India's Income Tax Portal Exposed Taxpayer Data Through Critical Security Flaw

Security researchers Akshay CS and "Viral" discovered a critical flaw in India's income tax e-filing portal that exposed sensitive taxpayer information. The bug was an insecure direct object reference (IDOR) vulnerability that allowed any logged-in user to access other people's data by simply changing a Permanent Account Number (PAN) in network requests. The portal's backend servers failed to properly validate whether users had permission to view specific records, making this exploitation surprisingly simple yet devastating in scope.

The vulnerability affected India's massive tax system, which serves over 135 million registered users and processed 76 million tax returns in the last financial year. Exposed data included full names, home addresses, email addresses, dates of birth, phone numbers, bank account details, and critically - Aadhaar numbers, India's unique 12-digit personal identifier. This combination of information creates significant risks for fraud, identity theft, and targeted phishing attacks, as these identifiers are permanent and used across multiple government and financial services.

The researchers responsibly disclosed the vulnerability to India's Computer Emergency Response Team (CERT-In) shortly after discovery in September 2025. CERT-In confirmed the issue was being addressed, though no specific timeline was initially provided.

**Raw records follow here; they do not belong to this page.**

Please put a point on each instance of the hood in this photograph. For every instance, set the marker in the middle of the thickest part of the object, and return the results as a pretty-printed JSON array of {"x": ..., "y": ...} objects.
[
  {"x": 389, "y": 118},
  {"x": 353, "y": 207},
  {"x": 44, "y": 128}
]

TechCrunch verified the bug's existence and confirmed with researchers that it was fixed by October 2, 2025. The Income Tax Department acknowledged receiving inquiries about the vulnerability but provided limited public comment about the incident or any user notification measures.

This incident highlights persistent challenges in securing critical government infrastructure, particularly as IDOR vulnerabilities are well-documented and preventable through proper access controls. The breach raises questions about compliance with India's Digital Personal Data Protection Act and the adequacy of security measures for systems handling sensitive financial data. Industry experts emphasize that such vulnerabilities in tax systems - which store permanent identifiers like PANs and Aadhaar numbers - can have long-lasting consequences even after being patched, as the exposed data cannot be easily changed or revoked.